Vorsicht, Abtreibung durch Kräuter gilt nicht als sicher

Das Urteil des Obersten Gerichthofs in den USA, dem zufolge die Landesverfassung kein Recht auf Abtreibung gewährt, ebnete den Weg für Abtreibungsverbote in rund der Hälfte der US-Bundesstaaten. Angesichts des drohenden Verbots mehrten sich in den sozialen Netzwerken die Behauptungen, eine Abtreibung sei auch mithilfe von Kräutern wie Petersilie oder Früchten wie Papaya möglich. Doch können solche pflanzlichen Mittel wirklich einen Schwangerschaftsabbruch hervorrufen? Und wie sicher sind sie?

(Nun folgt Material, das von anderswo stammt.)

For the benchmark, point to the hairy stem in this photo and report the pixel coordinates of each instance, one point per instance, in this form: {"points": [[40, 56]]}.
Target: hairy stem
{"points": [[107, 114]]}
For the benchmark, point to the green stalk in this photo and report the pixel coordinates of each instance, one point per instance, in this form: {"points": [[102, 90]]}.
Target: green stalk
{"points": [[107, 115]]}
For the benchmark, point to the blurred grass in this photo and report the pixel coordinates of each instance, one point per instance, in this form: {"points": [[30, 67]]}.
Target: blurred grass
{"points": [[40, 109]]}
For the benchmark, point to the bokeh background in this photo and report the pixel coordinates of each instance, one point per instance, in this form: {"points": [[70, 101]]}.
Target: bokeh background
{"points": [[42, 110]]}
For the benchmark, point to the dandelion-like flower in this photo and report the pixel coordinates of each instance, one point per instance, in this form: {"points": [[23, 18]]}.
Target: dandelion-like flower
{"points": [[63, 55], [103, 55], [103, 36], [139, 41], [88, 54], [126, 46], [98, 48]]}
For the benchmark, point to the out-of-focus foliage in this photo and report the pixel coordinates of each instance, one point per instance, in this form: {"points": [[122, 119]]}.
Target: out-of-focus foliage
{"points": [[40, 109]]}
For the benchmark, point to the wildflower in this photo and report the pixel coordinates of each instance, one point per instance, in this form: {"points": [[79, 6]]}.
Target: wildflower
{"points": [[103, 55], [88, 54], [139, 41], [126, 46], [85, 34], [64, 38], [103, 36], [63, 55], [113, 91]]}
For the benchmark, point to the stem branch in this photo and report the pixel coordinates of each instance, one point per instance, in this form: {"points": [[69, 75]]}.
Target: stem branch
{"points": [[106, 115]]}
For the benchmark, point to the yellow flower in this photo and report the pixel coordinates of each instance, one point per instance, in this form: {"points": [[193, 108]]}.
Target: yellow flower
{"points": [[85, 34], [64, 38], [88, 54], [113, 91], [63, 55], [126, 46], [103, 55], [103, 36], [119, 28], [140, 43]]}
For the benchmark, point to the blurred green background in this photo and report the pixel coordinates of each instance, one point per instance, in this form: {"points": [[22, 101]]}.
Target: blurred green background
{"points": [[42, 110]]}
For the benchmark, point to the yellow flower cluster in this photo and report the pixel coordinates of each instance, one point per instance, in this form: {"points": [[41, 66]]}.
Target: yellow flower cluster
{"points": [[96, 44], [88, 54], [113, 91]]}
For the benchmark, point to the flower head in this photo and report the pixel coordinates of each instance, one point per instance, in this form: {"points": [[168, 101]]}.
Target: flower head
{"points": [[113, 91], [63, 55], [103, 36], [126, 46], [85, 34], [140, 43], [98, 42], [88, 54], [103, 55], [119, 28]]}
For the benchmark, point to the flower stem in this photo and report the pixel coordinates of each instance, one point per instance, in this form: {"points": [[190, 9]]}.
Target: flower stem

Tatsächlich gibt es kaum Studien, die das ausreichend erforscht haben, stellte das DW-Faktencheckteam fest. Manche Frauen trinken Pflanzen und Kräuter beispielsweise als Tee, essen sie, führen sie vaginal oder auch intravenös ein. All diese Methoden sind laut den von der DW befragten Experten potenziell gefährlich, denn die Wirkung ist nicht kalkulierbar. Manchmal kommt es tatsächlich zu einer Abtreibung durch Kräuter - doch diese ist extrem risikobehaftet. Eine sichere Abtreibung mit pflanzlichen Mitteln, wie in den sozialen Netzwerken versprochen, gibt es nicht.

Nein, Affenpocken sind keine Folge der Corona-Impfung

Von der Veränderung der menschlichen DNA bis zur Unfruchtbarkeit bei Frauen - die Fakes über die angeblichen Nebenwirkungen der Impfstoffe gegen COVID-19 wurden im Jahr 2022 um eine weitere Falschbehauptung ergänzt. Ausgerechnet Affenpocken, so einige Nutzerinnen und Nutzer im Netz, sind angeblich auf den Vektorimpfstoff von AstraZeneca zurückzuführen, der abgeschwächte Adenoviren von Schimpansen enthält - als Träger für die DNA des Corona-Spike-Proteins. Das ist aber falsch, denn Affenpocken und Adenoviren aus Affen haben nichts miteinander zu tun. Die Affenpocken verdanken ihren Namen allein der Tatsache, dass sie zuerst in einer Affenkolonie nachgewiesen wurden, stammen aber eigentlich aus Nagetieren, erklären Wissenschaftler im DW-Faktencheck. Außerdem sind Pockenviren eine andere Virusklasse als Adenoviren, auch Schimpansen-Adenoviren, die die Basis für die Vektorimpfstoffe darstellen.

Übrigens beschloss die Weltgesundheitsorganisation vor kurzem die Krankheit Affenpocken (auf Englisch "Monkeypox") in Mpox umzubennen, um einer Stigmatisierung der Betroffenen vorzubeugen. 

Doch, Katar hat Fans für die WM 2022 "gekauft"

Nach der Vergabe der Fußball-WM 2022 an Katar geriet das Land für seinen Umgang mit den Gastarbeitern auf den Baustellen für Stadien und Infrastruktur in die Kritik. Bis heute ist Zahl der auf den Baustellen gestorbenen Gastarbeitern ungeklärt. Außerdem wurde Katar die Verletzung von Menschenrechten und der Pressefreiheit vorgeworfen. Kurz vor Turnierbeginn warfen mehrere internationale Medien Katar dann auch noch vor, die WM-Fans mit der Kostenübernahme von Flügen, Hotels und Tickets "gekauft" zu haben. Das für die Organisation der WM zuständige Supreme Committee (SC) widersprach den Vorwürfen, die Fans bezahlt zu haben, um im Gegenzug "koordinierte Promotion für die WM" zu erhalten. "Diese Unterstellung ist absolut falsch", hieß es in einem Statement.

Tatsächlich hat Katar aber nach unseren Recherchen im Rahmen des sogenannten "Qatar Fan Leader Network"-Programms ausgesuchte Fußballfans zur WM eingeladen und ihnen Flüge, Hotels, Matchtickets und Aufenthaltskosten bezahlt. Die von uns interviewten Fans bestätigten das Angebot. Und auch das SC hat dies auf DW-Anfrage bestätigt. Dem Vorwurf der erwarteten Gegenleistung widersprach das SC wiederum in einem Statement. Tatsächlich hat Katar aber zumindest einem Teil der Fans einen sogenannten "Code of Conduct" vorgelegt, in dem sich die Fans vertraglich verpflichten sollten, die WM in Katar "durch Liken und Teilen" von Social Media Posts "zu unterstützen". Im Gegenzug erhielten die Fans die erwähnten Leistungen, also durchaus eine Form der Bezahlung.

Als Reaktion auf die Berichterstattung erklärte das SC in einer Mail an die Fan-Leader-Teilnehmer, die Taschengelder für deren Katar-Reise würden gestrichen, so eine Recherche von ARD-Sportschau.